Women priests: TN’s bold move
Welcoming women to the sanctum sanctorum, Tamil Nadu’s minister in charge of temples, P.K. Sekar Babu, recently heralded the breaking of another glass ceiling on the distaff side. Knowledge of Agama Sastra alone will be the qualifier to be a priest and not gender, he declared, opening a Pandora’s Box. Out came the naysayers with their own objections based on custom, least considering the fact that women priests are already there in substantial numbers in the country.
Apart from performing priestly duties in small temples in the state, women have also been solemnising weddings for celebrities in big cities. Very recently, Bollywood actor Dia Mirza’s wedding to Vaibhav Rekhi in Mumbai was conducted by a woman priest. Earlier on, actor Aparna Sen’s daughter was united in wedlock by a woman priest. Closer home, a woman who stepped into the shoes of her deceased father and took over as priest of an Amman temple near Madurai in 2006 got her right to succession ratified by the Madras high court. When the presiding deity is an Amman with the form of a woman, why should a woman not perform pujas, the judge had asked.

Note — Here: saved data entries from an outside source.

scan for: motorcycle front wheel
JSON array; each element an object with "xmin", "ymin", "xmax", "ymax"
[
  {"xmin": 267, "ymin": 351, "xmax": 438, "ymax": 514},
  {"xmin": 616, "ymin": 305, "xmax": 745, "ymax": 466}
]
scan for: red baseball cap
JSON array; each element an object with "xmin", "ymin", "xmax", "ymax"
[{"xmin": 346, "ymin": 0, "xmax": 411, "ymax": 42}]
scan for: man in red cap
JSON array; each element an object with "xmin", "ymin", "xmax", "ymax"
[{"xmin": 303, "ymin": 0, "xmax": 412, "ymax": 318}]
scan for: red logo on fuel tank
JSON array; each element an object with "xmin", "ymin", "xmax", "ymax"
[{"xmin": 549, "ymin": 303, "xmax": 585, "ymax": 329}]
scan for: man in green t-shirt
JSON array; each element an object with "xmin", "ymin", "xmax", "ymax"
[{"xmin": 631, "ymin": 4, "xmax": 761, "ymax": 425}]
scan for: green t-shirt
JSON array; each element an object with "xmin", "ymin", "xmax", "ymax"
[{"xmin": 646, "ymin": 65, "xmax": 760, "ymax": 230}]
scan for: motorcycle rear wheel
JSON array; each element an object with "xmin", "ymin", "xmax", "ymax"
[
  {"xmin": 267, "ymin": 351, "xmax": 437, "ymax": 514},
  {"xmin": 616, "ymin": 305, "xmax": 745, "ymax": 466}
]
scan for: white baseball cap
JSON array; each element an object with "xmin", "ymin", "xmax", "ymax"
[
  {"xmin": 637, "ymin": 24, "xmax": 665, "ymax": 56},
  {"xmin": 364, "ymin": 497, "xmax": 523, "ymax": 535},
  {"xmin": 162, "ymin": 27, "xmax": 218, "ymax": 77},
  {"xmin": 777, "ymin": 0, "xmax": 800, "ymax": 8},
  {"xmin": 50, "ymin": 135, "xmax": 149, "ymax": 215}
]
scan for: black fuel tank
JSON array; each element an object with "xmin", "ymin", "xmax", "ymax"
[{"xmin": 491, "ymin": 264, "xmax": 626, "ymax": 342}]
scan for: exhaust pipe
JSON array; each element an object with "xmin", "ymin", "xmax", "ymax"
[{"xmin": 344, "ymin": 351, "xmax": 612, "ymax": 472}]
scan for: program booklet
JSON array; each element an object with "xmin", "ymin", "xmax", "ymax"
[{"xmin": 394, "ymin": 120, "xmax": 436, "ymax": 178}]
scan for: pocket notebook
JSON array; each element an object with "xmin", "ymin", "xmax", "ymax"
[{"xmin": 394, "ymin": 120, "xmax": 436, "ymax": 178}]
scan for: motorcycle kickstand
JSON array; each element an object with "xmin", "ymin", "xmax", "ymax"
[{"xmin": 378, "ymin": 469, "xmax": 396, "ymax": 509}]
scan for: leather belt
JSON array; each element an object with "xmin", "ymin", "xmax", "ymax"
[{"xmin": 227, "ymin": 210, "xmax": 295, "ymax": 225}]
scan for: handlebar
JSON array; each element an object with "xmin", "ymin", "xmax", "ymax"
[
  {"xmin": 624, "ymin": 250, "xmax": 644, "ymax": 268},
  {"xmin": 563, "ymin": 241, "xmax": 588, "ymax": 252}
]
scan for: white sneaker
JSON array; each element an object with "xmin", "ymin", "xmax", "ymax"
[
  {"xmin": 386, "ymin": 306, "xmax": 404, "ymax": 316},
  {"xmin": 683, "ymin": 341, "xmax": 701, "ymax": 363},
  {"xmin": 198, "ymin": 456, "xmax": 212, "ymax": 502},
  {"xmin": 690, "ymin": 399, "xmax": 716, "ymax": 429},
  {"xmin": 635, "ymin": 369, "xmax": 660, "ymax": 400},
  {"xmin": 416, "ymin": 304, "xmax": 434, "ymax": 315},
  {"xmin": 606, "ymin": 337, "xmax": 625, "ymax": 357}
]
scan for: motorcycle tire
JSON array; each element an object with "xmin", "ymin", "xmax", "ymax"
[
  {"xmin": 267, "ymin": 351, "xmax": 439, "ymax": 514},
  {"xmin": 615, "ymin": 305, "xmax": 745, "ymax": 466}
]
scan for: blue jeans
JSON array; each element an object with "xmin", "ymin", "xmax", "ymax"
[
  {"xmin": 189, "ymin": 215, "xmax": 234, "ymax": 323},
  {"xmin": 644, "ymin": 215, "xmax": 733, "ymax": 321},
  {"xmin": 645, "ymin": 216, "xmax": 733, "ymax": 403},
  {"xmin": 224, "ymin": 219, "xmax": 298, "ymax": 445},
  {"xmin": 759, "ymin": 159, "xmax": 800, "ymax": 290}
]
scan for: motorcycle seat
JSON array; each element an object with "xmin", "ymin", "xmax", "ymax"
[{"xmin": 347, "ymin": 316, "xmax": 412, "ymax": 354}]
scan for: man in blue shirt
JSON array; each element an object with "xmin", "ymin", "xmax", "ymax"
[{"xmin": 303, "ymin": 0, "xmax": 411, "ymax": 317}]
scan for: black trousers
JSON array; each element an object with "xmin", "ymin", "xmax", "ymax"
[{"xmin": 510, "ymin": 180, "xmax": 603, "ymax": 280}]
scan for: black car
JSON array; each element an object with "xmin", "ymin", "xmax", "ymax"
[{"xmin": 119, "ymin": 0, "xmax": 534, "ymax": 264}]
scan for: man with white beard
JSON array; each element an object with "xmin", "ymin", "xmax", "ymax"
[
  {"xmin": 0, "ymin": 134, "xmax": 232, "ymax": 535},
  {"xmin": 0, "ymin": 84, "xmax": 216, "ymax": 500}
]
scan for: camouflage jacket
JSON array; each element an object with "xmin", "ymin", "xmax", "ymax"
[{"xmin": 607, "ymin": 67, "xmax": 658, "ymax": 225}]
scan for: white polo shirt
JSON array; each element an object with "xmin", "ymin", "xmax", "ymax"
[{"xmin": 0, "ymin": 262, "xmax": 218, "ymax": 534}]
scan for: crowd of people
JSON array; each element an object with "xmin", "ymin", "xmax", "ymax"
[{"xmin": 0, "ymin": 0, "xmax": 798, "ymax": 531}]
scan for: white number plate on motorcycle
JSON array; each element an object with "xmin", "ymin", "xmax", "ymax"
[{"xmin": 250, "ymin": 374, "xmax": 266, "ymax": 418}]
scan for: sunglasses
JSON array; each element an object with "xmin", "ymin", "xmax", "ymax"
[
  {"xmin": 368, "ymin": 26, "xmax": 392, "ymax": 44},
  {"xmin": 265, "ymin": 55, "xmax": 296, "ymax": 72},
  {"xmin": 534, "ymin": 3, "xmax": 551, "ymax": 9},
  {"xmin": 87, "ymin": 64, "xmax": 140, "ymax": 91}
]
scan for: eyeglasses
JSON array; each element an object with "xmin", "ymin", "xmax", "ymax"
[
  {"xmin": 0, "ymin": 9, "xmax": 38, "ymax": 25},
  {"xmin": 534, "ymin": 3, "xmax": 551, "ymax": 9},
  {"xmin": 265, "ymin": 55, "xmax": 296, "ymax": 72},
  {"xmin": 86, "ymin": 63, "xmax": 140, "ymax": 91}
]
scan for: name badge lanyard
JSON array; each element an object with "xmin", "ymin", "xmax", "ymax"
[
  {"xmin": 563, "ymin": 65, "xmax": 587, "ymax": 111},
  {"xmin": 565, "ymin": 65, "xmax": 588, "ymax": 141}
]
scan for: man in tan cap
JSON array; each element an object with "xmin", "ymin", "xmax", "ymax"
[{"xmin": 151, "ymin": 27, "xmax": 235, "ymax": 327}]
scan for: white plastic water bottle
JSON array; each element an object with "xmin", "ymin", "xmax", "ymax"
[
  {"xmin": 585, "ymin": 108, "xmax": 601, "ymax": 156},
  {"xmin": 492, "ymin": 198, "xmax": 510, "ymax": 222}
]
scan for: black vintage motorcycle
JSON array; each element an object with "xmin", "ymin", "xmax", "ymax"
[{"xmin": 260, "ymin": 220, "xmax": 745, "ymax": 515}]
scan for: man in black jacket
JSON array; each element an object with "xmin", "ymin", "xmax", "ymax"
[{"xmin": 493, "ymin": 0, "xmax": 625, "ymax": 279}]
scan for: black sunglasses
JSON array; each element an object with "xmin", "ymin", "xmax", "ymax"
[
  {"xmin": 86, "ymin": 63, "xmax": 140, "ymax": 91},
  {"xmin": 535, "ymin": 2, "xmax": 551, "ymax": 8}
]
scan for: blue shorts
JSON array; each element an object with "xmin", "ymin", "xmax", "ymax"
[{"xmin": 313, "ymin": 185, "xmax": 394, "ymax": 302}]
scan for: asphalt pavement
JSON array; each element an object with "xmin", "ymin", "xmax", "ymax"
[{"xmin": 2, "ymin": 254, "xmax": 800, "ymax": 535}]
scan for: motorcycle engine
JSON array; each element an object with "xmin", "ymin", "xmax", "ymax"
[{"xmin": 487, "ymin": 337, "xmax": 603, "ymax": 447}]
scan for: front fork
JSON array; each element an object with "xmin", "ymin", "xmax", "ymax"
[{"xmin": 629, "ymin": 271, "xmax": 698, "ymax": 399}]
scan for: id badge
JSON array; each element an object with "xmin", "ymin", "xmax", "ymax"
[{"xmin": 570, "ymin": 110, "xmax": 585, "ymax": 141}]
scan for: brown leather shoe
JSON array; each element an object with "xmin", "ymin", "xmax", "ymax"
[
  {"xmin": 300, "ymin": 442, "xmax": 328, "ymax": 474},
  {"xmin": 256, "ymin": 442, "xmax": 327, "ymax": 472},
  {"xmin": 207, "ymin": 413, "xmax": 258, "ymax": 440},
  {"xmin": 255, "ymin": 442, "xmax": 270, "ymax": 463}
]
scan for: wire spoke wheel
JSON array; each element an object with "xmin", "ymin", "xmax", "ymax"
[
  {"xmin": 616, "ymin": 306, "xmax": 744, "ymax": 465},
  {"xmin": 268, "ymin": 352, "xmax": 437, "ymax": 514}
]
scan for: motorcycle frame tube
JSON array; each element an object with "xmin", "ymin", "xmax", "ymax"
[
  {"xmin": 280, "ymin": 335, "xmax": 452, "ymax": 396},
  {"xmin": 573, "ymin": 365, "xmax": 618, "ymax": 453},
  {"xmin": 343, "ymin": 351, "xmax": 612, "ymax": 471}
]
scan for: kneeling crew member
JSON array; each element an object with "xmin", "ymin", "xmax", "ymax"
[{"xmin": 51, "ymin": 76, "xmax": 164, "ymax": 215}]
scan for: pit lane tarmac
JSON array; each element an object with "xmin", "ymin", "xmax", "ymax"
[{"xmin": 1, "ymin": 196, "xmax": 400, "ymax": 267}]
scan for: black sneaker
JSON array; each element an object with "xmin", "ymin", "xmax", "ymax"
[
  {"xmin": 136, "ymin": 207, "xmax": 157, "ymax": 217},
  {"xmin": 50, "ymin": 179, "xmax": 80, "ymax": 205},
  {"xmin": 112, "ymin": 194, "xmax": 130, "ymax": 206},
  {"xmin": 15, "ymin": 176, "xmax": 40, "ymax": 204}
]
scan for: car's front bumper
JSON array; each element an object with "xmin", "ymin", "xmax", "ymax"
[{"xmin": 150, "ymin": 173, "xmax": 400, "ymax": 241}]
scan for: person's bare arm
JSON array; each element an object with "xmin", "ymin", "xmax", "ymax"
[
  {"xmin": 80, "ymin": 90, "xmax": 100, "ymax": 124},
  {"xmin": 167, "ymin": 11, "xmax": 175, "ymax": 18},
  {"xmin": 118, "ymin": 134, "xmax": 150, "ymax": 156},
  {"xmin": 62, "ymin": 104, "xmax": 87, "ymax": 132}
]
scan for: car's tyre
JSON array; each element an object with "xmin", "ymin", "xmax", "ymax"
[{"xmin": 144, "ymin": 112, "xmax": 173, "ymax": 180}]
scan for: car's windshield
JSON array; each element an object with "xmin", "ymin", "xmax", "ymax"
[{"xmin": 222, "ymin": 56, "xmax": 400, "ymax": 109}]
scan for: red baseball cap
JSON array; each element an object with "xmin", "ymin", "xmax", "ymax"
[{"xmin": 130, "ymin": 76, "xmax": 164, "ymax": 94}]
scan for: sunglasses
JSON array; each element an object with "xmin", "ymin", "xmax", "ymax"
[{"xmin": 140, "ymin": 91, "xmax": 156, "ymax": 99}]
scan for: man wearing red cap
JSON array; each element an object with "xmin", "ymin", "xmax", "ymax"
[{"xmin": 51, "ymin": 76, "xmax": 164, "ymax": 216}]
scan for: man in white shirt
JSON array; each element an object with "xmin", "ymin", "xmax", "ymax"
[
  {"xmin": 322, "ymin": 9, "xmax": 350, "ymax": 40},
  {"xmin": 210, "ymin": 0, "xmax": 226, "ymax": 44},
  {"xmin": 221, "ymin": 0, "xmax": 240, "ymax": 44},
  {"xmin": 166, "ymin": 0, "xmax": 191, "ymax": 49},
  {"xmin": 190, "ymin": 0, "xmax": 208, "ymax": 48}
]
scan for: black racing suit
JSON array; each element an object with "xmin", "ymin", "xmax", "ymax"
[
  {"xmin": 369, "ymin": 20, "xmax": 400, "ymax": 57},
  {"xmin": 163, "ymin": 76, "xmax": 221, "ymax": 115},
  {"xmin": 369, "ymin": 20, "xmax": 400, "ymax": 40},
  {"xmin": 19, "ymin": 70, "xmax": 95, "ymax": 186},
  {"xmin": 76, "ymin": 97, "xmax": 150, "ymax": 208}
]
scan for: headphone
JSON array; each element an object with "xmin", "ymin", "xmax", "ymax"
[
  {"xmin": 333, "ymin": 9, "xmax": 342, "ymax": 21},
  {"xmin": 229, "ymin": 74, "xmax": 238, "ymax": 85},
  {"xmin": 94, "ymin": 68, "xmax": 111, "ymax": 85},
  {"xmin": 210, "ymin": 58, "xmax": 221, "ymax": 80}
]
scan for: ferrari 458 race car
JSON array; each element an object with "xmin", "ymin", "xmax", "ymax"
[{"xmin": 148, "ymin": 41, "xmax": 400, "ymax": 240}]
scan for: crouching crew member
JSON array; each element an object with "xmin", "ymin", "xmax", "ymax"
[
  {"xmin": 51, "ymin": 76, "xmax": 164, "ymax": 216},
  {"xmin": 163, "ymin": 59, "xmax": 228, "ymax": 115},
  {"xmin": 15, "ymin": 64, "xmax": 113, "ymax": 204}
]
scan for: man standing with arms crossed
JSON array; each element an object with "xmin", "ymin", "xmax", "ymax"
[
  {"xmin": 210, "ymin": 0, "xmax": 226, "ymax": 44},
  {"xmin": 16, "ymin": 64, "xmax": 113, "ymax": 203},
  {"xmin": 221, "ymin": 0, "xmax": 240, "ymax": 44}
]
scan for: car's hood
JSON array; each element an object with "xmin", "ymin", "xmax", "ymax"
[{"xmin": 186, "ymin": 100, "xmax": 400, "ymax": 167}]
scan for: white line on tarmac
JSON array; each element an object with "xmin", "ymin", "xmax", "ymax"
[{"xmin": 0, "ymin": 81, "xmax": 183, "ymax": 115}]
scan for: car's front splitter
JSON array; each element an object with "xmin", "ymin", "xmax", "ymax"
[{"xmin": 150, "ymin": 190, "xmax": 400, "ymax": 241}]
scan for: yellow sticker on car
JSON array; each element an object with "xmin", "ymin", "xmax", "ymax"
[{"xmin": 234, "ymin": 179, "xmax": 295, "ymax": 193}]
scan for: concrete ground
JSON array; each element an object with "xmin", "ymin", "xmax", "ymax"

Yet minister Sekar Babu’s idea is facing opposition. Even if he has made it clear that women priests would be given leave on the five days of their menstruation, their storming Agama temples is not that easy. Even the locus standi of a secular government in taking such a decision has been questioned. But in the land of Periyar E.V. Ramasamy, a woman inside the sanctum sanctorum might just become a reality.